Did one trip on the Rinaldo chartered to Ellermans to Walvis Bay in 1961

Kanbe


----------



## igw1740

Hi Keith 
Just seem your message good hear from you. That's me were you with Bank Line?
My email add is [email protected].
Regards Ian (Titch)


----------



## igw1740

humber said:


> Ian...Are you the same Ian Walker (Titch) I shared a flat with in Hull for either Mates or 2nd Mates at BNS in the 1960's?....Keith G....(PM me if you are)


Hi Keith.
Tried to PM you but says you don't accept PM's hope you get this Ian


----------



## humber

igw1740 said:


> Hi Keith.
> Tried to PM you but says you don't accept PM's hope you get this Ian


Hi Ian...try it now, didn't realise the buddy only PM's box ticked


----------



## Julie Dodsworth

Hello Ian
Do you recall my Granddad, Stanley Stocks?

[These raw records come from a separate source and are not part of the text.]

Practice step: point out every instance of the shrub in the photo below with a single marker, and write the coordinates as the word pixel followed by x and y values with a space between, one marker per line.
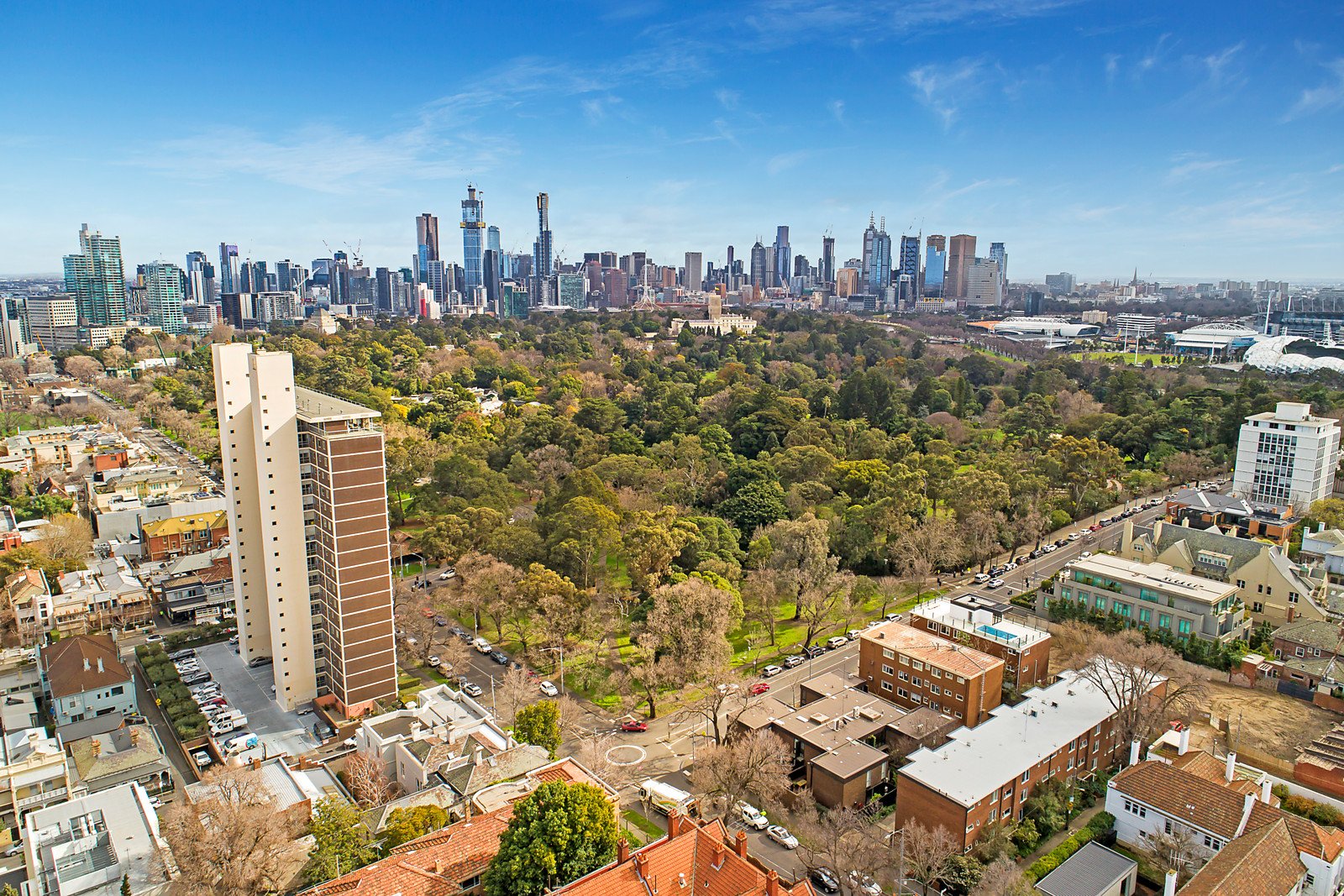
pixel 1057 856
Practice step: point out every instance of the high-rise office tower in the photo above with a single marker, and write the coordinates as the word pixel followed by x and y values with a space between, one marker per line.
pixel 228 275
pixel 1000 254
pixel 759 268
pixel 163 291
pixel 694 271
pixel 1287 457
pixel 961 250
pixel 304 476
pixel 936 264
pixel 783 255
pixel 828 259
pixel 97 280
pixel 907 269
pixel 474 233
pixel 427 244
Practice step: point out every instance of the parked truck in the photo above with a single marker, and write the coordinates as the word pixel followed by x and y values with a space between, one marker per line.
pixel 665 799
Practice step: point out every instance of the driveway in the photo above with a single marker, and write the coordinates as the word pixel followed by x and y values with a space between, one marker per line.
pixel 248 691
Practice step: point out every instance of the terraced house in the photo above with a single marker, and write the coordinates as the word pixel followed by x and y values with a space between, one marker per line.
pixel 1156 597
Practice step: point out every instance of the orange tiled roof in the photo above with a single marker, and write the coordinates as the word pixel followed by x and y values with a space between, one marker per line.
pixel 432 866
pixel 1260 862
pixel 698 853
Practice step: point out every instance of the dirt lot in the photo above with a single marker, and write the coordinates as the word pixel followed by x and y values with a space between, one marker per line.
pixel 1263 720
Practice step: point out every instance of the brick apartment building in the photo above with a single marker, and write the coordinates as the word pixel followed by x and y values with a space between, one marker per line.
pixel 990 626
pixel 914 668
pixel 985 774
pixel 179 535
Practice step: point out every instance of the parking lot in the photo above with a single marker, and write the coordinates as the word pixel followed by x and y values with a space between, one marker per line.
pixel 248 691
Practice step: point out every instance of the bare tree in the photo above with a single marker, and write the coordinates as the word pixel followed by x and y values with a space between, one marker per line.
pixel 233 842
pixel 927 851
pixel 754 766
pixel 1147 684
pixel 1003 878
pixel 367 781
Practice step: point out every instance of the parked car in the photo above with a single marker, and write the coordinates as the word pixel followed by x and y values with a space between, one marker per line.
pixel 826 880
pixel 753 817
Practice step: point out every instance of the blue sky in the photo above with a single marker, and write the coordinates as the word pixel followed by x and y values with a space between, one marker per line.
pixel 1186 139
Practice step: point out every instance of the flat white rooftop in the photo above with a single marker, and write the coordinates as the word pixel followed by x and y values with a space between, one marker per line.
pixel 1158 577
pixel 978 761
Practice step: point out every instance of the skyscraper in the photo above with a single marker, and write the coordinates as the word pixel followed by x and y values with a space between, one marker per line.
pixel 1000 254
pixel 228 277
pixel 97 280
pixel 474 228
pixel 427 244
pixel 759 270
pixel 163 291
pixel 936 264
pixel 783 257
pixel 694 271
pixel 307 500
pixel 960 253
pixel 828 261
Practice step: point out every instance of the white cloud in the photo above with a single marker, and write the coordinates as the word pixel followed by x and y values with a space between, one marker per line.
pixel 1323 97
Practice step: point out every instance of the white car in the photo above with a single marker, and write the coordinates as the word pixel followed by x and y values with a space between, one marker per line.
pixel 780 835
pixel 753 817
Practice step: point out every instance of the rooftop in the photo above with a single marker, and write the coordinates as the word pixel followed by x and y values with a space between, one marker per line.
pixel 929 647
pixel 1153 575
pixel 979 761
pixel 1089 872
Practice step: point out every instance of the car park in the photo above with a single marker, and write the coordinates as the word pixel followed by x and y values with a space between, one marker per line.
pixel 753 817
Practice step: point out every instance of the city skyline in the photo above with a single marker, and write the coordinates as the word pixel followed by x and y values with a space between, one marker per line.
pixel 1088 140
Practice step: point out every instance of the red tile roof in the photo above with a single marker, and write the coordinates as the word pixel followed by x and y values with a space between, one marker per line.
pixel 701 855
pixel 432 866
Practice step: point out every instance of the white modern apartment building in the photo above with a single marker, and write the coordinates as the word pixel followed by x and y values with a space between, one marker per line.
pixel 1287 457
pixel 307 499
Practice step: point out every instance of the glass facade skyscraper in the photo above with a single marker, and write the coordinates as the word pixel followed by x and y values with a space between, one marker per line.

He was a ship's purser and died on the Cicero in 1960....
Julie


----------



## Brian (Alfie) Davis

I sailed as Third Mate on the Bassano in 1962. It was a 'three monther' to India/Pakistan/Sudan with a general cargo. I remember we had a charming stewardess who would make lemon tea for us in the tropics and generally mother us.


----------